Meet the 2020 VYT International Competition Judges
Virginia (Ginny) Barbour
In 2004 she was one of the three founding editors of PLOS Medicine. She was the journal’s first Chief Editor, ultimately becoming PLOS Medicine and Biology Editorial Director. She chaired the Committee on Publication Ethics (COPE) from 2012-May 2017.
She has a medical degree from Cambridge University, and a DPhil from the University of Oxford. She has been involved in global advocacy for open access and innovation in scholarly communication since 2003, including advising on development of open-access and related policies to a diverse group of organisations. She is currently on the NHMRC's Research Quality Steering Committee.
Author & Illustrator
Graeme Base has been writing and illustrating for children for over 35 years, with worldwide bestsellers Animalia, The Eleventh Hour and The Waterhole known and loved by millions around the world. The recipient of over thirty Australian and international publishing awards, and with global sales exceeding six million copies, he has established himself as one of Australia's pre-eminent creators of imaginative works for children.
A passion for music and theatre has led him to adapt three of his titles for the stage, writing the book, music and lyrics for all three: The Sign of the Seahorse (MSO at Melbourne Concert Hall 2002, Kennedy Centre Washington 2009), My Grandma Lived in Gooligulch (Vic Arts Centre 2006) and Jungle Drums (2008).
During the 1990’s Graeme teamed up with Ewan Burnett of Burberry Productions to create a 40 x half hour cgi television series based on Animalia. To date the series has been sold into over 110 territories worldwide and in 2009 won a Daytime Emmy for best musical score.
Whilst continuing to publish in Australia with Penguin/RandomHouse and HarperCollins, in recent years he has developed a close relationship with Chinese publisher Changjiang Children's Press and is working on a trilogy of titles inspired by this part of the world.
Graeme lives and works in Melbourne.
Research Chair in Gender and Cultural Informatics at the University of Alberta in Edmonton.
Deb Verhoeven is Canada 150 Research Chair in Gender and Cultural Informatics at the University of Alberta in Edmonton. Prior to this position she was Associate Dean of Engagement at UTS.
An agitator, commentator and critic, Deb is a longstanding advocate and leader in academic-community engagement.

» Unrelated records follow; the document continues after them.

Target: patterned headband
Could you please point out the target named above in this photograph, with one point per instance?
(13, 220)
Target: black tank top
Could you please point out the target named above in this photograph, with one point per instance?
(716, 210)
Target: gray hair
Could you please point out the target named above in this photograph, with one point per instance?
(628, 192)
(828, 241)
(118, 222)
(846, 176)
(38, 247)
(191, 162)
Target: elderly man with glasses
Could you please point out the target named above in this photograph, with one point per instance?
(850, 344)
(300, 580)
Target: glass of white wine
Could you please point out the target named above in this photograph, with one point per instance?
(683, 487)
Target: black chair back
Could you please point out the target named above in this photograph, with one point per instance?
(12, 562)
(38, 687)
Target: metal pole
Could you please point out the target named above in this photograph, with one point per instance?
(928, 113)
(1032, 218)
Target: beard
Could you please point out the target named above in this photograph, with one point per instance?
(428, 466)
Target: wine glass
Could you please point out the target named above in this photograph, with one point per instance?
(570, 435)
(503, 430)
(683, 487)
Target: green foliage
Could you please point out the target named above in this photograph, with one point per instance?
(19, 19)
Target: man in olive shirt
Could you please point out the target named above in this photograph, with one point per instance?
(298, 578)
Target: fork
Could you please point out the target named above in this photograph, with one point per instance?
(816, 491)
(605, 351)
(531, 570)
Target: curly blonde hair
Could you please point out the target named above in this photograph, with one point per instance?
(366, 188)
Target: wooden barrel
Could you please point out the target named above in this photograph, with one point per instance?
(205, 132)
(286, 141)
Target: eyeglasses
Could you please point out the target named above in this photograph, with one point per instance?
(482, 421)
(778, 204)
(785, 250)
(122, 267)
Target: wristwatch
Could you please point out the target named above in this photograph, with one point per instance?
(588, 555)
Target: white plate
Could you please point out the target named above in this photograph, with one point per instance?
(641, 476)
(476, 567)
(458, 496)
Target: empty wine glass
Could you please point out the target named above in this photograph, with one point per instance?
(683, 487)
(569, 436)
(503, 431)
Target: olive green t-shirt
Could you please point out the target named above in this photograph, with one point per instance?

In 2013 she was recognised as Australia’s most innovative academic for her efforts in creating crowdfunding opportunities for academic researchers. Deb is a former CEO of the Australian Film Institute and was inaugural Deputy Chair, National Film and Sound Archive (Aust.) as well as former Chair of the widely read film journal Senses of Cinema and was Editor for the journal Studies in Australasian Cinema (Intellect).